Improving on improv

The inaugural Singapore Improv Festival hopes to bring improvised theatre into the mainstream

The Improv Company holds regular performances where the players ad lib dialogue, characters and stories.

Two years ago, digital marketer Liau Yun Qing attended an improv, or improvised theatre, workshop because she wanted to be funny.

When the 30-year-old told this to the instructor, he promptly replied that it was not the class for her.

"He explained how improv is a form of storytelling and not just about punchlines," she says.

This common misconception that improv is all about wisecracks and goofing around is precisely what The Improv Company hopes to dispel at the inaugural Singapore Improv Festival, which runs from tonight to Sunday.

A home-grown outfit, The Improv Company holds regular performances and workshops on improv, a form of scriptless theatre where performers ad lib dialogue, characters and stories, often with suggestions from the audience.

Since the company started in 2013, its co-founder Kim Tan, 31, says that the number of performers - mostly Singaporeans with day jobs - has risen from 10 to 30 and they now have five in-house teams.


  • WHERE: Centre 42, 42 Waterloo Street

    WHEN: Tonight to Sunday, various times

    ADMISSION: $25 to $30 a show. A full festival pass costs $199 (includes access to seven shows and two workshops) and a Saturday or Sunday pass costs $89 (includes access to three shows and one workshop)


Mr Tan says: "We want to take improv into the mainstream as many still don't really know what it is."

Held at arts space Centre 42, the three-day festival will have six performances, six improv workshops and the first national improv championship.

The showdown between four teams will be judged by Mr Tan; Mr Prem Anand, creator and executive producer of Channel 5's current-affairs sketch show The Noose; and Mr Abhishek Ravi, a regular performer with The Improv Company.

Two-thirds of the tickets, which start at $25, have been sold.

There are two main camps of improv: short- and long-form. All the performances will showcase either or both forms.

In short-form improv, performers execute short unrelated scenes in the form of high-energy games or skits. An example of this is the popular television series Whose Line Is It Anyway?.

Long-form improv, which is less common, comprises a series of scenes strung into a cohesive plot. This structure takes the form of different genres, be it an improv musical, play, or story.

Thirteen teams of up to six performers will spin tales during the festival.

One of them is Ms Liau, who is in two of the teams: Les Musicables, which specialises in improv musicals, and experimental improv troupe Modern Schemers.

Joining her on stage will be trainee lawyer Timothy Yeo, 26, who likens improv to daily life.

He says: "You don't plan exactly what you are going to do or say at each moment. And improv is similar to that; it's about reacting honestly and connecting with people without worrying about being judged."

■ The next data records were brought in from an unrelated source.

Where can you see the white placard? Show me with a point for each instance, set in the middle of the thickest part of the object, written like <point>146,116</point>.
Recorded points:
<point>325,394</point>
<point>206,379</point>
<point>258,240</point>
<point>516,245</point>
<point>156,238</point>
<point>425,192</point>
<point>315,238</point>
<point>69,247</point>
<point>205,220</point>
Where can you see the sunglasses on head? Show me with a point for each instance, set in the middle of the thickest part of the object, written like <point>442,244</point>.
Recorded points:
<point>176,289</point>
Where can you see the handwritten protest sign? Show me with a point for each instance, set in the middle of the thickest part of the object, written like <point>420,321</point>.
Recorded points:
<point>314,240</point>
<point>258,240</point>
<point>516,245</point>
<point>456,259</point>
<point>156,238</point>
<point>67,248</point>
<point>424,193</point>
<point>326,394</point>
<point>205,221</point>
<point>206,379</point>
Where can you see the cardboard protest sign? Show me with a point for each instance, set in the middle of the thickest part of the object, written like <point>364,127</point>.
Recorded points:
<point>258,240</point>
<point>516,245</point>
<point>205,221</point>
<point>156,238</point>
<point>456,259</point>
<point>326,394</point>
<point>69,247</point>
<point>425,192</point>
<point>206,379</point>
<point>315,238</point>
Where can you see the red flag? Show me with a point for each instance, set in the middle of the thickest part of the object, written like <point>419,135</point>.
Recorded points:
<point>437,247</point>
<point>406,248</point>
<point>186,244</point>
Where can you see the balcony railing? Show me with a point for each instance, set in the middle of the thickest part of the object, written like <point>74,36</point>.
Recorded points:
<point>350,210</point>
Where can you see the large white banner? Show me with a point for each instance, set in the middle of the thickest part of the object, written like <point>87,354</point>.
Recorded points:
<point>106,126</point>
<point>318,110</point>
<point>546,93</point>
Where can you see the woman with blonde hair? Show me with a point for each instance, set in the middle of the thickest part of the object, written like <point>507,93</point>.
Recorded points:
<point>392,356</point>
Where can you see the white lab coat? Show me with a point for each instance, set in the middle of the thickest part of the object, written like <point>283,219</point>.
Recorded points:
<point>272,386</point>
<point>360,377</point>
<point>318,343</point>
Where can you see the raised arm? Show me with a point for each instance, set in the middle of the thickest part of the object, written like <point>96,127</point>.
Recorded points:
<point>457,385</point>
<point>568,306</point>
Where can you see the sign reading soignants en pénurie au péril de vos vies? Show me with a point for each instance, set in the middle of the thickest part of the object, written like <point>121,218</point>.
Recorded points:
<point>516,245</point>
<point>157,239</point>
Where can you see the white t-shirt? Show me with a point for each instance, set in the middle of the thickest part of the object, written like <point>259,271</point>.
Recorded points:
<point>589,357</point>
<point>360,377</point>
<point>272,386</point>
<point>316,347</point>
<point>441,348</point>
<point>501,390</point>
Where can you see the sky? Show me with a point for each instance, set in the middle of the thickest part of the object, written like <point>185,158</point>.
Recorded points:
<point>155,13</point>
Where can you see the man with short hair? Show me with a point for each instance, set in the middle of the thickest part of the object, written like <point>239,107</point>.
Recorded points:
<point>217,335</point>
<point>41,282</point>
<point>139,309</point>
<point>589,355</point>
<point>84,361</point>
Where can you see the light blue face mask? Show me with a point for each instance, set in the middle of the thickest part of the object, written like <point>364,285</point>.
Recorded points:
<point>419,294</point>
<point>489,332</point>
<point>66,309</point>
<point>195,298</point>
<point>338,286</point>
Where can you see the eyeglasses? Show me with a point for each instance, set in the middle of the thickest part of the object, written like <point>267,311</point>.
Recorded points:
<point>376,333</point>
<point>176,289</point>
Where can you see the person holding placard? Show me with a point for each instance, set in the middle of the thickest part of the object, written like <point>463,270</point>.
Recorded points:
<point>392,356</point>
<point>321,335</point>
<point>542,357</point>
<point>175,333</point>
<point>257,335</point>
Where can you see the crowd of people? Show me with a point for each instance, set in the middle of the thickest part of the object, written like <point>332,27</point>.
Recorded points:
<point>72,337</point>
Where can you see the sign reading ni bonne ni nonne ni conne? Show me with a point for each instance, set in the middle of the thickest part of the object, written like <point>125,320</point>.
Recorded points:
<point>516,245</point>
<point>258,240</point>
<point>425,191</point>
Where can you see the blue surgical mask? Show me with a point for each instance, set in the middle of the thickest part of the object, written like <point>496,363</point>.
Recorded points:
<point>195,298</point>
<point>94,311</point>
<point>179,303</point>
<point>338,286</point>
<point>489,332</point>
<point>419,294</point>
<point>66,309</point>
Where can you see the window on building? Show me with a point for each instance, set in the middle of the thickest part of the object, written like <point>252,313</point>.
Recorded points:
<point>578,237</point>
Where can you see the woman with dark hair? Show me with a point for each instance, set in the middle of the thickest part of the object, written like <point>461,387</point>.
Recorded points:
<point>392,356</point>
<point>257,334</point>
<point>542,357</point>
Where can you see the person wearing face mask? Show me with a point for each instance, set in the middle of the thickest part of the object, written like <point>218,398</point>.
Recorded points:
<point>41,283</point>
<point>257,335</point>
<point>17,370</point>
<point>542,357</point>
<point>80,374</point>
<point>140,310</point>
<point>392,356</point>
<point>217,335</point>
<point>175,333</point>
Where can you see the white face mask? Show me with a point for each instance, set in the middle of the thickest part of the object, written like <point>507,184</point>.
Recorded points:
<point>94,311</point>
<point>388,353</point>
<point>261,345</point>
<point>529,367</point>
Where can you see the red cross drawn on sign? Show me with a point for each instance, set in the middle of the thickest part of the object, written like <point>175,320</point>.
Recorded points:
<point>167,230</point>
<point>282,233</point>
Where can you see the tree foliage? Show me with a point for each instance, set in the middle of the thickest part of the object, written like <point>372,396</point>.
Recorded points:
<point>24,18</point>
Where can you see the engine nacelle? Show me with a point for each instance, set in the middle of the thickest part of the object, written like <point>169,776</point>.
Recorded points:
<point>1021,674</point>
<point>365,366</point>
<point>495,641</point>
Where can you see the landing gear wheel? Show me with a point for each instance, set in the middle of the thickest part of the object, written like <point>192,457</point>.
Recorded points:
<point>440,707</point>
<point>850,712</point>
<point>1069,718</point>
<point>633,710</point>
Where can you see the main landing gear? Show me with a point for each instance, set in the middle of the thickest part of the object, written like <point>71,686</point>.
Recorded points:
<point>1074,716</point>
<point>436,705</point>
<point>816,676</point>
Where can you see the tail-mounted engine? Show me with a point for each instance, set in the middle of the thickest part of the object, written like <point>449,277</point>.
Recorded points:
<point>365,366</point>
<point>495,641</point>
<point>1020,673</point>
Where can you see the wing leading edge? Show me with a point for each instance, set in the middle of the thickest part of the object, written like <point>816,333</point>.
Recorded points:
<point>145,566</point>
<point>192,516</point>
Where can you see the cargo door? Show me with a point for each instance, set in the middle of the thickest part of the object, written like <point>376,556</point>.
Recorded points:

Ms Liau and Mr Yeo are part of a slowly growing number of regular improv performers in Singapore.

Saying yes to the festival was a no-brainer for The Latecomers' founder Joanna Sio. Her team will be participating in two shows and the national championship.

The 39-year-old linguist says: "It's a platform for all the improv groups to come together. The community is small and everyone knows one another anyway."

Whose Line Is It Anyway? fan Samantha Ong, 25, was surprised when she first found out that Singapore has an improv scene.

The trainee lawyer, who has bought tickets to the championship and a show, says: "It's still a foreign topic to many. Hopefully the festival will get more people interested in it."